Let us call the circle's center \(O\). We first note that if \(A\) and \(B\) are points on the circle, then triangle \(AOB\) is isosceles with \(AO=BO\). Therefore, if \(AOB\) is an obtuse triangle, then the obtuse angle must be at \(O\). So \(AOB\) is an obtuse triangle if and only if minor arc \(AB\) has measure of more than  \(\dfrac{\pi}{2}\)\((90^{\circ})\).

Now, let the three randomly chosen points be \(A_0\),\(A_1\), and \(A_2\). Let \(\theta\) be the measure of minor arc \(A_0A_1\). Since \(\theta\) is equally likely to be any value from \(0\) to \(\pi\), the probability that it is less than \(\dfrac{\pi}{2}\) is \(\dfrac{1}{2}\).

Now suppose that \(\theta<\dfrac{\pi}{2}\). For the problem's condition to hold, it is necessary and sufficient for point \(A_2\) to lie within \(\dfrac{\pi}{2}\) of both \(A_0\) and \(A_0\) along the circumference. As the diagram below shows, this is the same as saying that \(A_2\) must lie along a particular arc of measure \(\pi-\theta\).

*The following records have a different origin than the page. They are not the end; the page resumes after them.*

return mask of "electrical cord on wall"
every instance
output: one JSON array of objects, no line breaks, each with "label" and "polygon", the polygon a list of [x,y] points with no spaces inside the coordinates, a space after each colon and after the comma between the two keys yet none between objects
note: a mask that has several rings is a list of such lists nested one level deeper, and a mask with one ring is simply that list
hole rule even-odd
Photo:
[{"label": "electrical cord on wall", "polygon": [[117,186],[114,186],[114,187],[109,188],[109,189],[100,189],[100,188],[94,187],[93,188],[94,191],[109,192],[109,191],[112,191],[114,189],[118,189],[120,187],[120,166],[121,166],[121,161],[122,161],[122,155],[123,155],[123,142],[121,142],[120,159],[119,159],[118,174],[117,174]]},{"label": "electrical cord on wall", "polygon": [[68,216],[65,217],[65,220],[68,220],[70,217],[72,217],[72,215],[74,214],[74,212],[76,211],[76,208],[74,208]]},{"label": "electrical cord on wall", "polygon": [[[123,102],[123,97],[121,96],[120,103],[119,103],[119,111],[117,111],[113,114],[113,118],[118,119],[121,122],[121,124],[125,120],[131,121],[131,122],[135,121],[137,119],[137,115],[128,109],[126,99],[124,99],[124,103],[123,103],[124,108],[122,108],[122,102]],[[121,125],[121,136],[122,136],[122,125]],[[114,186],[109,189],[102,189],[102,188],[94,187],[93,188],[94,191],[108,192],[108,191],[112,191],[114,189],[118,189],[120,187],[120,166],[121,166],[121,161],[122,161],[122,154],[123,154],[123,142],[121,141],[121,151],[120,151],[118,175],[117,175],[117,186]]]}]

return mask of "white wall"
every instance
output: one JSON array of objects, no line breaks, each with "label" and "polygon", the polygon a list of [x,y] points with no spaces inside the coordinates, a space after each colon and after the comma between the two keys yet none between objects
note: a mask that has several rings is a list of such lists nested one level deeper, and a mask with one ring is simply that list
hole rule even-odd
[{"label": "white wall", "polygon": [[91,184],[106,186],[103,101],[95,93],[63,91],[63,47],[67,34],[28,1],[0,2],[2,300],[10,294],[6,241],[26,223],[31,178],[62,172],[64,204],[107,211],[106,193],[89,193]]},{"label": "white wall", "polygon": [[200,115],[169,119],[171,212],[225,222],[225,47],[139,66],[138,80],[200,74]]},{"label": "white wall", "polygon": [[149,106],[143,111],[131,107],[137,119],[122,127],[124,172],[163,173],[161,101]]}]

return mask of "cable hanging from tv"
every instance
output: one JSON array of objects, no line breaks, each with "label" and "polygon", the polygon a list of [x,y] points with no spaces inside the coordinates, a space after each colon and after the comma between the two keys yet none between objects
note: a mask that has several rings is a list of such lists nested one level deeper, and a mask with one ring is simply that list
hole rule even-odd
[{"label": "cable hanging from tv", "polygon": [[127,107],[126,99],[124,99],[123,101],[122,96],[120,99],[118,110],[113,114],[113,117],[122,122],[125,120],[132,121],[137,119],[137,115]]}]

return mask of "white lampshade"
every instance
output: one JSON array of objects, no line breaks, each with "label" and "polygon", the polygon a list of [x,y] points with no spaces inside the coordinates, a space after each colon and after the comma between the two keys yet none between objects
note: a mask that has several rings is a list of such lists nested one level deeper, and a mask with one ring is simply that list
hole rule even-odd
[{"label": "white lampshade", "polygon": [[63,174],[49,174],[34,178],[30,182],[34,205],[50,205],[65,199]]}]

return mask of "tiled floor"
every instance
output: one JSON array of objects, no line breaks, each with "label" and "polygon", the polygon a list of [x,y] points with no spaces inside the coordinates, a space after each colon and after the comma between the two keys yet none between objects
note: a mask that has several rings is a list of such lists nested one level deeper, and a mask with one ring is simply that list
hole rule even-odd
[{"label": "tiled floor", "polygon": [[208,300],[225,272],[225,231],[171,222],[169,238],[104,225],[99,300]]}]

The probability of this occurrence is \(\dfrac{\pi-\theta}{2\pi}=\dfrac{1}{2}-\dfrac{\theta}{2\pi}\), since \(A_2\) is equally likely to go anywhere on the circle. Since the average value of \(\theta\) between \(0\) and \(\dfrac{\pi}{2}\) is \(\dfrac{\pi}{4}\), it follows that the overall probability for \(\theta<\dfrac{\pi}{2}\) is \(\dfrac{1}{2}-\dfrac{\pi/4}{2\pi}=\dfrac{3}{8}\).

Since the probability that \(\theta<\dfrac{\pi}{2}\) is 1/2, our final probability is \(\dfrac{1}{2}\cdot\dfrac{3}{8}=\dfrac{3}{16}\).

Oct 22, 2022